Hi Gary, Hi Malcolm,
On 02/05/14 20:04, Gary Hagensen wrote:
On 02/04/2014 07:26 PM, Cowe, Malcolm J wrote:
> Hi Gary,
>
> Robinhood should pick up the default archive ID, which can be found
> on the MDT:
>
> lctl get_param mdt.*.hsm.default_archive_id
>
> Otherwise, RH will use archive_id = 0. If it's not picking up the
> Lustre default, then there may be a bug in Robinhood.
>
> An HSM archive ID can be recorded in the Robinhood configuration in
> FileClass definitions, e.g.:
>
> FileClass mjc_lustre_files {
> definition {
> tree == "/lustre/fs01/demo"
> and
> owner == "mjc"
> }
> archive_num = 4;
> }
Note the parameter name has been changed to "archive_id" to make it
homogenous with the name in Lustre.
"archive_num" is still supported for backward compatibility, but I
suggest you use "archive_id".
>
> This is required when there is more than one archive available to
> Lustre and you want to define sets of files that are archived
> somewhere other than the default. Not sure if this would be enough in
> the case you presented.
>
> The archive ID is an attribute of the file, so if the file is
> deleted, so is the archive ID reference.
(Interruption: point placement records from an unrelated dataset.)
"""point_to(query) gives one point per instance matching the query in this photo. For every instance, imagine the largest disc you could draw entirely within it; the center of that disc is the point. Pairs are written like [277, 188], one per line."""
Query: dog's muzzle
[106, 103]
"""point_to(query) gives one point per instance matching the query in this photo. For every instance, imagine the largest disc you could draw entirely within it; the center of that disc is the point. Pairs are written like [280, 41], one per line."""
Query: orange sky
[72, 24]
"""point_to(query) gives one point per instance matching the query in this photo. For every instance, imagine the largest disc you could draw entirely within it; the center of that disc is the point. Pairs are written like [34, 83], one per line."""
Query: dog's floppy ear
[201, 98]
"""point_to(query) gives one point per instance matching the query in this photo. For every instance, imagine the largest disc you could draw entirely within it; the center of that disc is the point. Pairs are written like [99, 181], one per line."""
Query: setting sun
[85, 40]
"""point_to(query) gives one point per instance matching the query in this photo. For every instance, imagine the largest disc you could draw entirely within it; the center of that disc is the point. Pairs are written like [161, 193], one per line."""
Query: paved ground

I wouldn't expect the
> changelog to necessarily record the archive ID when a file is deleted
> but for a deferred removal policy to work, the archive ID would need
> to persist somewhere in Robinhood after the original file is deleted.
I was thinking the changelog could have the id when the file was
archived, but I don't see it in the HSM change record. Of coarse,
Robinhood, for requests it makes, could remember what archive it
requested. But there seems to be no path from the "lfs hsm_archive"
command to get the ID into robinhood unless robinhood looks. But
again, I didn't see the archive id in any database table in Robinhood
after doing a "lfs hsm_archive". My main concern is that I don't see a
place for the archive id in the table that is remembering the delayed
removes of deleted files. Like the filesystem, the database appears to
delete all info about the file when it is deleted and creates a record
in the SOFT_RM table in the mysql database in order to remember to do the
hsm_remove at a later time.
Indeed, RH performs HSM_REMOVE with archive_id=0, which
is not appropriate.
But the point is it may not be aware of the archive id of the deleted file
(for example if it has not yet processed the related HSM ARCHIVE changelog)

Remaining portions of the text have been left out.